Raised in Medford, Oregon, Thurston started out as a session musician. He has played with Jackson Browne (1986 to 1998), The Cult (1991), Melissa Etheridge, Glenn Frey, Hokus Pokus, Iggy And The Stooges (as part of the band from 1973 to 1974, and recordings with Iggy Pop in 1975, 1977 and 1979), Jump, Nils Lofgren, The Motels, Ron Asheton's The New Order, Bonnie Raitt, and John Trudell.

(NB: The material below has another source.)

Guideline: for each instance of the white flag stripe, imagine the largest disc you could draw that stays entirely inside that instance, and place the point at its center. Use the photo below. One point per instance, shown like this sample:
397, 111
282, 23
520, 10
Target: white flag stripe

James Williamson of Iggy and the Stooges has said, “I was over at Capitol Records and as I was going out I was watching this guy recording and it was Scott Thurston with this other band. He was cool, I could hear that he was a great piano player, so I got his contact info and I said, 'You wanna play with us?' When we put the band Iggy and the Stooges back together, I asked him if he wanted to play with us, and he said, 'Sure,' and the rest is history."
Williamson went on to say that he did not play much on Iggy Pop’s New Values album: "Actually, I only played guitar on a couple of things. Scott played almost all the guitar. He’s a very talented guy. He’s a very good guitar player and a very good keyboard guy. He’s just a very good musician."
Thurston joined Tom Petty and the Heartbreakers for their Full Moon Fever tour in 1989, which turned into a permanent spot for Thurston in the band’s lineup. Thurston played rhythm guitar, keyboards, harmonica, and sang backing vocals.
Tom Petty said, "I was trying to get him out of the corner over there, because he always saw himself as a sideman—'I’m a Sidebreaker'—and he tried to stay over to the side. But we love him, he sings great with me, and we want him out there with us. He’s a good buffer between the rest of us. When we’re fighting or have some cliqueishness, he’s good at getting in there and saying, 'Let’s look at it this way,' because Duckhead, as we call him, is neutral. He doesn’t come from Florida, wasn’t there when this or that happened.”